The wailing only lasted a few minutes more, but it made her feel as empty as the Spy’s void had. Her nose burned of emotion as she thought of what it was the Venari were having to do since one or more had been born. She could not imagine the torture that having to end such a life would have on a person.
It was an hour later that she heard boots hitting the wood of the steps. And when Draven’s figure turned the corner and he strode through the door, her eyes widened at the bewildering sight of him.
He was covered in dark, nearly black, blood. It was much darker than she was used to seeing beneath her own skin. His hair fell out of the bun he had it in, and the stains of the sticky substance covered parts of his hairline. He didn’t acknowledge her as he strode over to the dresser.
His fist punched into the vase sitting atop it, and the glass shattered to the floor.
“Draven?” she said into the still air.
His head jerked in her direction, doing a double-take at her as he had apparently forgotten she was there. “Shit,” she heard him mutter. He pulled a shirt out of the dresser and shook his head at her. “Go back to sleep.”
“I heard the wailing,” Aydra said as she hugged the blanket around her.
Draven stopped moving, but he didn’t respond. She could see the hurt reflecting in his eyes from the fire-lit lantern on the dresser.
“How many were born?” she dared ask.
“Go back to sleep, Sun Queen,” he growled as he turned on his heel towards the wash, “don’t bother worrying about us cursed ones.”
He turned the tap on the water for the clawed bathtub on the other side of the room. The three sectioned screen was pulled to the front around the tub, but she could still see him behind it, and she couldn’t stop herself from watching from the darkened bed.
The stick of his shirt thudded on the wooden floor, staining and running on the lumber. His pants did the same, and she felt a brow raise on her face at the sight of the Hunter’s body she’d long sworn to hate silhouetted in the firelight. She could just see parts of his stained chest reflecting. The blood dripped down his long torso, curling in the blackened hair stretched over his pecs and then thinning between his abdomen muscles, all the way below his bellybutton. He turned and the ripple of his shoulders made her mouth dry just as it had the days before. He didn’t bother wiping himself off before getting in the tub and sinking himself into the hot water, steam rising off the surface as his body disappeared beneath it.
“If you’re going to stare, you may as well join,” he muttered as he leaned his head against the edge of the tub and shut his eyes.
She forgot he could see in the dark.
Her jaw clenched. “Don’t flatter yourself,” she mumbled, pulling the cover up to her face. “I couldn’t walk over if I wanted to,” she heard herself say.
“Your hands and knees still work.”
An annoyed huff exited her lips, and she forced herself to turn over away from him. “Goodnight, Venari.”
She heard him sigh heavily, and the noise of him pushing himself under the water echoed in the still room. She tried closing her eyes to drift back to sleep, ignoring the movements of the water as he began to wash the blood from his body a few moments later. But it wasn’t much use.
Morning light drifted through the tree canopy a few hours later. A fog settled on the land, creeping its way into the treehouse and hovering on the floor around the bed. The damp mist kissed her skin. She sat up and forced her feet over the side of the bed. As much as she hoped her ankles would allow her to stand upon them on that morning, she could tell by the ache in them that she would not be able to on that day. Her left ankle seemed to be healing a bit quicker than the right. She could actually wiggle that ankle in a circle without her wanting to just cut it off and spare herself of the pain.
She was quickly growing tired of not being able to do anything.

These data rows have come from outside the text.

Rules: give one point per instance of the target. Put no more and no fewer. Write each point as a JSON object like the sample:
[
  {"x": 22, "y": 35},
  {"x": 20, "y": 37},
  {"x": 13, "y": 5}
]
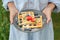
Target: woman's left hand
[
  {"x": 47, "y": 13},
  {"x": 48, "y": 10}
]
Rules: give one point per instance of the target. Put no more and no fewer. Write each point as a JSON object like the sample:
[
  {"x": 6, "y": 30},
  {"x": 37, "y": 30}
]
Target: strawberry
[
  {"x": 29, "y": 18},
  {"x": 33, "y": 20}
]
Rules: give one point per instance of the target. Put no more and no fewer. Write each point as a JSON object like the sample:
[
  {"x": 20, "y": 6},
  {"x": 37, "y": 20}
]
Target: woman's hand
[
  {"x": 48, "y": 10},
  {"x": 13, "y": 11}
]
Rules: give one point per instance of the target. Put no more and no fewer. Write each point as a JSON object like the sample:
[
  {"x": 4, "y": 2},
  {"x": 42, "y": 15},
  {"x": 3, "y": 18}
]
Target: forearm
[
  {"x": 11, "y": 6},
  {"x": 51, "y": 6}
]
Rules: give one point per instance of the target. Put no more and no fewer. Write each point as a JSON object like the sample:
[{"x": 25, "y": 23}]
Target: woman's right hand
[{"x": 13, "y": 11}]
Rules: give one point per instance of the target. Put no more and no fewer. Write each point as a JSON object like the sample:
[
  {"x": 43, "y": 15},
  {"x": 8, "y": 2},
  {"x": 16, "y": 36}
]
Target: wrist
[
  {"x": 11, "y": 6},
  {"x": 51, "y": 6}
]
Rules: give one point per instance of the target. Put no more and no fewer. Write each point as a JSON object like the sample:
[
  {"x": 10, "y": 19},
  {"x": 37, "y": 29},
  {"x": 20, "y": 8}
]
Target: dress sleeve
[
  {"x": 57, "y": 3},
  {"x": 5, "y": 2}
]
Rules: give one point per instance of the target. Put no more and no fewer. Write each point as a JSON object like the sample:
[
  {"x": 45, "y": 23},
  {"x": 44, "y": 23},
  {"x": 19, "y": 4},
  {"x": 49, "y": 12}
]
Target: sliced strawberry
[{"x": 29, "y": 18}]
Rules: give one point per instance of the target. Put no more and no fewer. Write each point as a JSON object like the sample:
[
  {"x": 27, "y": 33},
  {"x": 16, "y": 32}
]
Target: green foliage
[{"x": 4, "y": 24}]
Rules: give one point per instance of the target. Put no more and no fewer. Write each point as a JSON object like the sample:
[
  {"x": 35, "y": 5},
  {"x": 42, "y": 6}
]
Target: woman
[{"x": 46, "y": 6}]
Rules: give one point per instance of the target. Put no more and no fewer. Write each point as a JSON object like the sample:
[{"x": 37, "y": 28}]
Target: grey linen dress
[{"x": 45, "y": 33}]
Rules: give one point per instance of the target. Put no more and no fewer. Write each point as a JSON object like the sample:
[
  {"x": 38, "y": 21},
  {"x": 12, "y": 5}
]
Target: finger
[
  {"x": 48, "y": 20},
  {"x": 11, "y": 19}
]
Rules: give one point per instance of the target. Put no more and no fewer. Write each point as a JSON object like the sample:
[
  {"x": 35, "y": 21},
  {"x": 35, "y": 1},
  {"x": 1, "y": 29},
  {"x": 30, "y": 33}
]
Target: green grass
[{"x": 4, "y": 24}]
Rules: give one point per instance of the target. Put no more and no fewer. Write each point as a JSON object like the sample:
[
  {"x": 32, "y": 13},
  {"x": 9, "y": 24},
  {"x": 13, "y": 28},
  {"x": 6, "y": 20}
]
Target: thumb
[
  {"x": 48, "y": 20},
  {"x": 11, "y": 19}
]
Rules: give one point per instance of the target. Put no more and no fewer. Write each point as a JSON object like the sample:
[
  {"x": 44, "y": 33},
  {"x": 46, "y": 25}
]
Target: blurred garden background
[{"x": 4, "y": 24}]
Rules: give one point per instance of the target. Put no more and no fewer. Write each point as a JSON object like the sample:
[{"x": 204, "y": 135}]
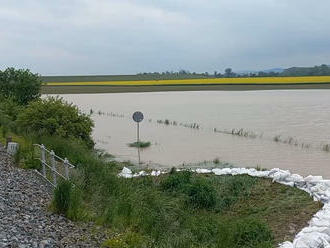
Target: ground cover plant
[{"x": 183, "y": 209}]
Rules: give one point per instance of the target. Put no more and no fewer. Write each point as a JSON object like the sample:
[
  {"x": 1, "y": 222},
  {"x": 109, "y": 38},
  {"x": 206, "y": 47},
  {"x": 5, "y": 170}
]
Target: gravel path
[{"x": 24, "y": 218}]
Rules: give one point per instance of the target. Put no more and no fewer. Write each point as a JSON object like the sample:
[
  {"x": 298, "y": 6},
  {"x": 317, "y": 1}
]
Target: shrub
[
  {"x": 55, "y": 117},
  {"x": 202, "y": 194},
  {"x": 21, "y": 85}
]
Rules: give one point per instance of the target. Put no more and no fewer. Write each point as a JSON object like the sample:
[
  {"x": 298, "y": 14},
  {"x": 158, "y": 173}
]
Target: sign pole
[
  {"x": 138, "y": 132},
  {"x": 138, "y": 117},
  {"x": 138, "y": 141}
]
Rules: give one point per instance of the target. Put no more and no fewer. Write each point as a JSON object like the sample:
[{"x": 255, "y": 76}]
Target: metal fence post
[
  {"x": 66, "y": 167},
  {"x": 53, "y": 163},
  {"x": 43, "y": 160}
]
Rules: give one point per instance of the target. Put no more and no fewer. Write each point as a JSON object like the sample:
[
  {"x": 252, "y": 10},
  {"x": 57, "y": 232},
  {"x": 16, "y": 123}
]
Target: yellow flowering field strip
[{"x": 213, "y": 81}]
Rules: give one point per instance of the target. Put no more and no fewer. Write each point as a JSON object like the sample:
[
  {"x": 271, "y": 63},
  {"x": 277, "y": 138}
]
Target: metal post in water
[
  {"x": 43, "y": 160},
  {"x": 66, "y": 167},
  {"x": 138, "y": 132},
  {"x": 138, "y": 141},
  {"x": 53, "y": 163},
  {"x": 138, "y": 117}
]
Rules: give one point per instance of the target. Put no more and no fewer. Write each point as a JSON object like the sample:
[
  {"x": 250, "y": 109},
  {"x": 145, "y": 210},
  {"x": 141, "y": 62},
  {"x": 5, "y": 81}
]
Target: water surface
[{"x": 300, "y": 117}]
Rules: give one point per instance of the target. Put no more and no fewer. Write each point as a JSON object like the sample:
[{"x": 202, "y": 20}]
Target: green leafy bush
[
  {"x": 20, "y": 85},
  {"x": 55, "y": 117}
]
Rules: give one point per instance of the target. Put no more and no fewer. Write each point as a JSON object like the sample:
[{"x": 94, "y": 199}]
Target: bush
[
  {"x": 21, "y": 85},
  {"x": 55, "y": 117}
]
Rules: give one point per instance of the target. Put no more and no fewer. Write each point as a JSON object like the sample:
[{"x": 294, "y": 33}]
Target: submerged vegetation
[
  {"x": 140, "y": 144},
  {"x": 176, "y": 210}
]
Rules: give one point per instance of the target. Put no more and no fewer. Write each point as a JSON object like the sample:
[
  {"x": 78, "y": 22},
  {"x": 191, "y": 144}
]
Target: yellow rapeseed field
[{"x": 213, "y": 81}]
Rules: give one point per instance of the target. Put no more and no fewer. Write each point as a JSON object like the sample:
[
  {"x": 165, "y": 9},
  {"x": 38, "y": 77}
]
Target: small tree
[
  {"x": 54, "y": 116},
  {"x": 20, "y": 85}
]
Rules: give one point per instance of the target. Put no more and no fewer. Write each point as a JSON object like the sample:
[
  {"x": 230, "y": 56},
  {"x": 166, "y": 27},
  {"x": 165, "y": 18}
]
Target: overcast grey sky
[{"x": 65, "y": 37}]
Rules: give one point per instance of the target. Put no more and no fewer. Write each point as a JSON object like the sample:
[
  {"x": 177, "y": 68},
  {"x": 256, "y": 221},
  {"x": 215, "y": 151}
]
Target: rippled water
[{"x": 301, "y": 118}]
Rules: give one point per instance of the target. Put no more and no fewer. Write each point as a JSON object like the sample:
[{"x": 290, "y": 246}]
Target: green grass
[
  {"x": 180, "y": 209},
  {"x": 183, "y": 209}
]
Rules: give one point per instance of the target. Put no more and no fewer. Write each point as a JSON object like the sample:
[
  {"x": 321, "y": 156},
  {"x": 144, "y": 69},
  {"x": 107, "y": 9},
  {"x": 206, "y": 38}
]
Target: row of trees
[
  {"x": 322, "y": 70},
  {"x": 24, "y": 112}
]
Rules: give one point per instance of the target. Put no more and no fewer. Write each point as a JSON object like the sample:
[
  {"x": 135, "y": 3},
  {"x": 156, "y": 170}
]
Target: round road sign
[{"x": 137, "y": 116}]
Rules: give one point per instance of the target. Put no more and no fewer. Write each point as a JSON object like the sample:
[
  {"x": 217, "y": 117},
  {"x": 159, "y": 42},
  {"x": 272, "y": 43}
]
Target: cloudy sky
[{"x": 122, "y": 37}]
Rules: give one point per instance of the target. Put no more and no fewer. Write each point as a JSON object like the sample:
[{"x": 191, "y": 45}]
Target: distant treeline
[{"x": 322, "y": 70}]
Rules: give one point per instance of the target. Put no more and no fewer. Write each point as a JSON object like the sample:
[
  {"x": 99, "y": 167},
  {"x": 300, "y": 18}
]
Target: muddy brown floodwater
[{"x": 299, "y": 120}]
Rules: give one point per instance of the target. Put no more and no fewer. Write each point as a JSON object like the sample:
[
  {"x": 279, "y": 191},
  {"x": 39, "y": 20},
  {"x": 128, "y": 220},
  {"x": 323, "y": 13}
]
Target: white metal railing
[{"x": 53, "y": 166}]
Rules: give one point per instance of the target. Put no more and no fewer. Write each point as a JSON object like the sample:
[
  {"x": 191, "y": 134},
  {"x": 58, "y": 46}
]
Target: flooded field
[{"x": 286, "y": 129}]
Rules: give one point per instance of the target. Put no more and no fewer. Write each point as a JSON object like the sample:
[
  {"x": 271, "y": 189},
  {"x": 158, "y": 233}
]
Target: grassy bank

She gripped the crutch Draven had left by the bed in her hand and made herself stand on the left ankle. It almost wilted beneath her, but she forced her weight into her fists and moved just a small step at a time. Eventually, she made it out onto the porch where the warmth of the just rising sun greeted her. A large wooden lounge chair sat in the right corner by the banister, a blanket laid across the back of it. She forced herself over to it and practically fell into its grasp, cursing herself for her injury.
Draven brought her more of the potion a bit later, but he didn’t say much. In fact, she didn’t see much of him through the day. There was an air of sadness resting in the forest through the daylight, as though the night before had been taxing on each of them. Every Hunter had the same darkened expressions upon their faces.
Aydra stayed on the balcony for the entire day, allowing the sun to bask on her skin as it came through the trees, and help aid her ankles back to health. She napped for most of it, and only when darkness fell did she see Draven again.
“Everyone was quiet today,” she said as he sat down across from her at the table.
He lit the pipe in his hands and took a long inhale of the herb—a different one than the two she now knew him to have. His head leaned back against the tree at his back, and the smoke filled the air with his exhale.